Our trial presents some strengths. First of all, our study was a well-controlled intervention trial sufficiently long to evaluate the effects of dietary polyphenol on lipoprotein composition. Second, the sources of polyphenols in our experimental diet were easily reached with natural foods commonly used in different gastronomic traditions. Furthermore, the use of natural foods rich in different polyphenols gave us the opportunity to have, in the high-polyphenol diet, various types of bioactive polyphenol compounds, such as anthocyanidins, flavones, flavonoids, phenolic acids, flavans, flavanones, and flavonols [21, 44].

Finally, dietary compliance was assessed by the participants’ 7-day food records completed during the dietary intervention and assaying their phenolic metabolites profile in 24-h urine collections.

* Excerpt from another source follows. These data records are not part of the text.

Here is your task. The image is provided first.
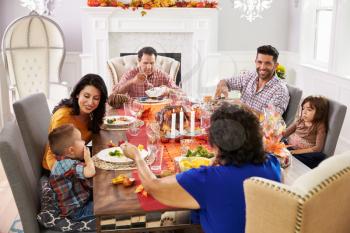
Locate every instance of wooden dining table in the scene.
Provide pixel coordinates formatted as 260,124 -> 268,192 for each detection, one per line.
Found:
92,105 -> 310,232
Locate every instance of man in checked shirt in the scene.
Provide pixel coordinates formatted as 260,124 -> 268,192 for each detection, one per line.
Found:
113,47 -> 178,97
215,45 -> 289,114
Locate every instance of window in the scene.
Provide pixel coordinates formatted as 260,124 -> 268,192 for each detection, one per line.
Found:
314,0 -> 333,63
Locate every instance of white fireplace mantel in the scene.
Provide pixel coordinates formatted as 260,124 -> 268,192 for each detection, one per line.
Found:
81,7 -> 218,97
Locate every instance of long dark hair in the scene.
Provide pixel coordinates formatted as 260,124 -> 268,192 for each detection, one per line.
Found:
209,103 -> 266,166
52,74 -> 108,133
300,95 -> 329,131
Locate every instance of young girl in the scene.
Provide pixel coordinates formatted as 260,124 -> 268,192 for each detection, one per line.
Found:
283,96 -> 328,168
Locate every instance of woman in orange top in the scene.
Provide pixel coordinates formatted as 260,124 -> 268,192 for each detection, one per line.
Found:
42,74 -> 108,170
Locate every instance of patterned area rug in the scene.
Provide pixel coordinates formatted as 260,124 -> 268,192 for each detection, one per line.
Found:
9,215 -> 24,233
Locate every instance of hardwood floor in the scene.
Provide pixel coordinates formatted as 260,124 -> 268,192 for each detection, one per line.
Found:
0,178 -> 18,233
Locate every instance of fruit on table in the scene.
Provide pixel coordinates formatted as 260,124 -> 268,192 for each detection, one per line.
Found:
135,184 -> 148,197
112,174 -> 127,184
123,177 -> 135,187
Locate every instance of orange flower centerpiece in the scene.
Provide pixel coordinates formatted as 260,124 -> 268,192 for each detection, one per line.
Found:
87,0 -> 218,12
261,105 -> 292,168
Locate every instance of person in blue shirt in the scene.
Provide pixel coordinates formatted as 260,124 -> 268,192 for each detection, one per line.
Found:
122,104 -> 281,233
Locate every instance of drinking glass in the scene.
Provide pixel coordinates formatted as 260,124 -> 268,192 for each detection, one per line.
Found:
146,122 -> 160,152
150,145 -> 164,171
128,121 -> 141,136
124,100 -> 143,118
201,111 -> 210,133
180,138 -> 193,155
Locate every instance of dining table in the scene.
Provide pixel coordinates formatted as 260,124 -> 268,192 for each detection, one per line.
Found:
92,103 -> 310,232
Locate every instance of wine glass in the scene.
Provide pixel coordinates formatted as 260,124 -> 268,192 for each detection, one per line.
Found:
146,122 -> 160,158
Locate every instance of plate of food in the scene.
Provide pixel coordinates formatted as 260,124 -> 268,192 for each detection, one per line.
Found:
137,97 -> 167,104
179,157 -> 212,172
103,116 -> 136,126
96,145 -> 148,164
184,145 -> 215,159
145,86 -> 167,98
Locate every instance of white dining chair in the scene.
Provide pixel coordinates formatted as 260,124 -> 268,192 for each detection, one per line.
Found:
2,11 -> 69,109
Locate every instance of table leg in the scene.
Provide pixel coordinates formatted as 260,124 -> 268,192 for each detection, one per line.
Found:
96,216 -> 101,233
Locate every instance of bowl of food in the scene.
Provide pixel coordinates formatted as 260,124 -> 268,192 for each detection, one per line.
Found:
145,86 -> 167,98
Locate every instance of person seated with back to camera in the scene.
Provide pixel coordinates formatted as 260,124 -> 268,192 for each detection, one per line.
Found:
283,96 -> 329,168
113,47 -> 179,98
49,124 -> 96,221
121,103 -> 281,233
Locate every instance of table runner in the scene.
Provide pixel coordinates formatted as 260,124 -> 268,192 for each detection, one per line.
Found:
132,171 -> 171,211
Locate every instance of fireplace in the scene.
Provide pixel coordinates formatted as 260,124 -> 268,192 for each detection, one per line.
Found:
81,7 -> 218,97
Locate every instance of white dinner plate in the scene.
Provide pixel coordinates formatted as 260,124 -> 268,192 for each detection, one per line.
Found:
96,147 -> 148,164
103,116 -> 136,126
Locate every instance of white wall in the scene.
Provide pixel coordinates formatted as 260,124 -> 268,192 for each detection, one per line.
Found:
219,0 -> 294,51
0,0 -> 294,52
0,0 -> 87,51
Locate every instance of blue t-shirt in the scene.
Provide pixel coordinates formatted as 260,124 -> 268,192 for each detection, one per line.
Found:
176,155 -> 281,233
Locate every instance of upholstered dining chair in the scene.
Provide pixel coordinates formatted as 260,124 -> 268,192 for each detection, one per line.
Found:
2,11 -> 69,108
244,151 -> 350,233
0,121 -> 53,233
107,55 -> 180,85
322,98 -> 350,157
13,93 -> 51,175
282,84 -> 303,126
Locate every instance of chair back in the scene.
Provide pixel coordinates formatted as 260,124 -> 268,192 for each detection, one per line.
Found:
322,98 -> 347,157
282,84 -> 303,126
13,93 -> 50,177
244,151 -> 350,233
2,11 -> 65,98
107,55 -> 180,85
0,121 -> 41,233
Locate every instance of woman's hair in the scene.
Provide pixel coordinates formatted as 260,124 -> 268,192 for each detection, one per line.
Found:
209,103 -> 266,166
52,74 -> 108,133
300,95 -> 329,127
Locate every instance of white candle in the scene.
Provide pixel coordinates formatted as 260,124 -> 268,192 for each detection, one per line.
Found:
170,110 -> 176,138
190,111 -> 194,134
180,108 -> 184,135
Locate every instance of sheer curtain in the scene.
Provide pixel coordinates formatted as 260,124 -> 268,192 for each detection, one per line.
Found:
0,59 -> 12,130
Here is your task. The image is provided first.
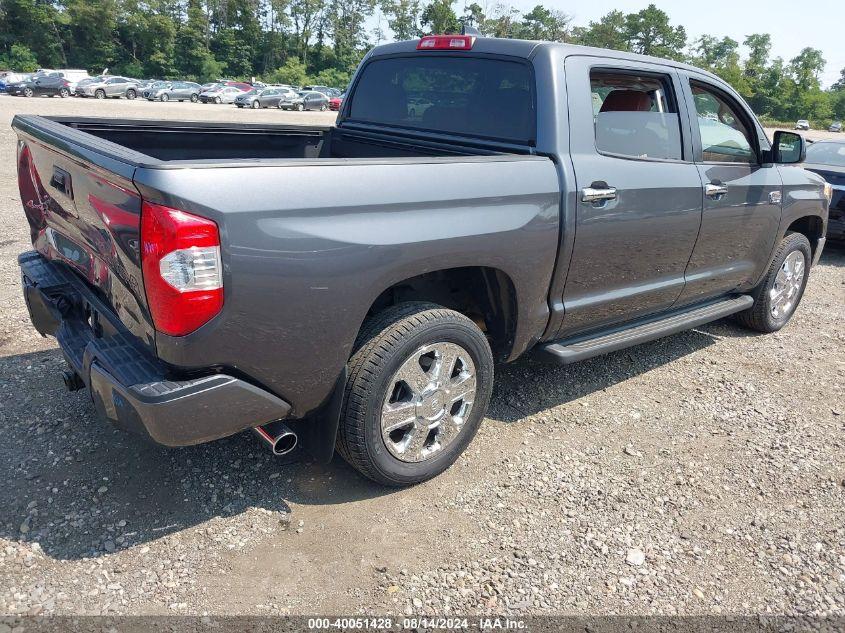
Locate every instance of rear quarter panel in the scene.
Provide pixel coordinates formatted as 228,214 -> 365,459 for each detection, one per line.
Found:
775,165 -> 828,254
135,157 -> 560,415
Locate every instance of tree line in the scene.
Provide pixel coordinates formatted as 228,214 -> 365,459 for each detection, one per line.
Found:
0,0 -> 845,121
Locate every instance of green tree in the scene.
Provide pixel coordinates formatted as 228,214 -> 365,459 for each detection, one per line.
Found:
65,0 -> 121,72
0,0 -> 67,67
381,0 -> 421,40
515,4 -> 572,42
175,0 -> 224,80
267,57 -> 308,86
625,4 -> 687,60
0,44 -> 38,73
420,0 -> 461,35
572,11 -> 631,51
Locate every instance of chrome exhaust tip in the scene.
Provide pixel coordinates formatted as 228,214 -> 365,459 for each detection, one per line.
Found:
252,421 -> 299,455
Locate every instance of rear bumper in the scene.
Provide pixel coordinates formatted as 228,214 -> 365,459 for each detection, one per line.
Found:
18,251 -> 290,446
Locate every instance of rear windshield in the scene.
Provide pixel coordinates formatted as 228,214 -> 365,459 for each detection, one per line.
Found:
348,55 -> 536,145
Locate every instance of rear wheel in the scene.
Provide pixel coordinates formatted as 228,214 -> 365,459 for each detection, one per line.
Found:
337,302 -> 493,486
737,233 -> 812,333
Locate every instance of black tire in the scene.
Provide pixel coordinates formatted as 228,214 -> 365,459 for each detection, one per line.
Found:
736,233 -> 812,333
336,302 -> 493,487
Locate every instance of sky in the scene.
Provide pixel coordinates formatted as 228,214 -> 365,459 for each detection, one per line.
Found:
372,0 -> 845,87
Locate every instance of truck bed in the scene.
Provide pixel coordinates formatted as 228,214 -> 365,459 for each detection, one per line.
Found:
33,117 -> 525,164
13,116 -> 561,417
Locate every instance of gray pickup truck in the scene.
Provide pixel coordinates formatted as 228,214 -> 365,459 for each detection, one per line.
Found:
13,35 -> 830,485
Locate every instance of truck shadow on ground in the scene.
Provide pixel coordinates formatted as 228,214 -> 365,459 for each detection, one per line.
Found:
0,350 -> 396,559
0,320 -> 714,559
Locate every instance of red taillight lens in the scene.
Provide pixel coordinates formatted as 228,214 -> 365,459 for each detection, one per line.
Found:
417,35 -> 475,51
141,202 -> 223,336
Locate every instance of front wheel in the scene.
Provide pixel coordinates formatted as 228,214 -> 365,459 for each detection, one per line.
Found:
737,233 -> 812,333
337,302 -> 493,486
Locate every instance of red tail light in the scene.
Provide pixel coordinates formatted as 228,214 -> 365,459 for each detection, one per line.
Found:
141,202 -> 223,336
417,35 -> 475,51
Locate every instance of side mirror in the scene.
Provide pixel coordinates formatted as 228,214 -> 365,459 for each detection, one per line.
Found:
772,130 -> 807,165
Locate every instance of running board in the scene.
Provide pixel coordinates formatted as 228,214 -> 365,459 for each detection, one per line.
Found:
536,295 -> 754,365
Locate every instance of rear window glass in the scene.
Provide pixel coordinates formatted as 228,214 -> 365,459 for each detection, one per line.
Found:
349,55 -> 536,144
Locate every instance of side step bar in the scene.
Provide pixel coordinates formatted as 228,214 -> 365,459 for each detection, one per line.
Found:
536,295 -> 754,365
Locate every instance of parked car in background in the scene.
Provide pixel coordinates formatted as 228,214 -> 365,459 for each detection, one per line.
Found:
329,95 -> 345,112
6,74 -> 71,98
77,75 -> 141,99
235,88 -> 292,109
141,81 -> 201,103
200,86 -> 244,104
0,70 -> 32,91
804,141 -> 845,240
301,86 -> 341,98
73,75 -> 108,97
298,90 -> 329,112
48,68 -> 90,93
217,79 -> 255,92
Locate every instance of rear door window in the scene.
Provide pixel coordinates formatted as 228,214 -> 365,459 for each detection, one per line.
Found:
349,54 -> 537,145
690,81 -> 757,164
590,70 -> 683,160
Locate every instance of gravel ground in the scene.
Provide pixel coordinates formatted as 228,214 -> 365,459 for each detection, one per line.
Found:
0,97 -> 845,616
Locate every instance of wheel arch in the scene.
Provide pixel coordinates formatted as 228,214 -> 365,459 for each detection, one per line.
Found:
784,215 -> 825,259
359,266 -> 518,360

Our study has some limitations. Although we measured phenolic metabolites profile in 24-h urine collections, the plasma bioavailability of phenolic metabolites was not investigated. Furthermore, the activities of some enzymes involved in postprandial lipoprotein composition—CETP, lipoprotein lipase, and hepatic lipase—were not measured. Information on these activities would certainly help clarify the mechanisms involved in the changes of postprandial lipoprotein metabolism. Another limitation is that we studied middle-aged men and women presenting abdominal obesity and at least one more feature of the metabolic syndrome and, consequently, the results cannot be extrapolated to other populations.

In conclusion, consuming a diet naturally rich in different sources of polyphenols promotes changes in the lipid composition of postprandial lipoproteins. These changes may help understand the dynamic modifications occurring in the postprandial state. From a clinical point of view, particularly in relation to cardiovascular risk, it may be relevant that the effects of polyphenol on lipid concentrations, especially the reduction of VLDL1 lipids, are associated with modifications in lipid composition of lipoproteins. The overall effect of these changes on atherogenicity warrants further investigation on clinical cardiovascular outcomes.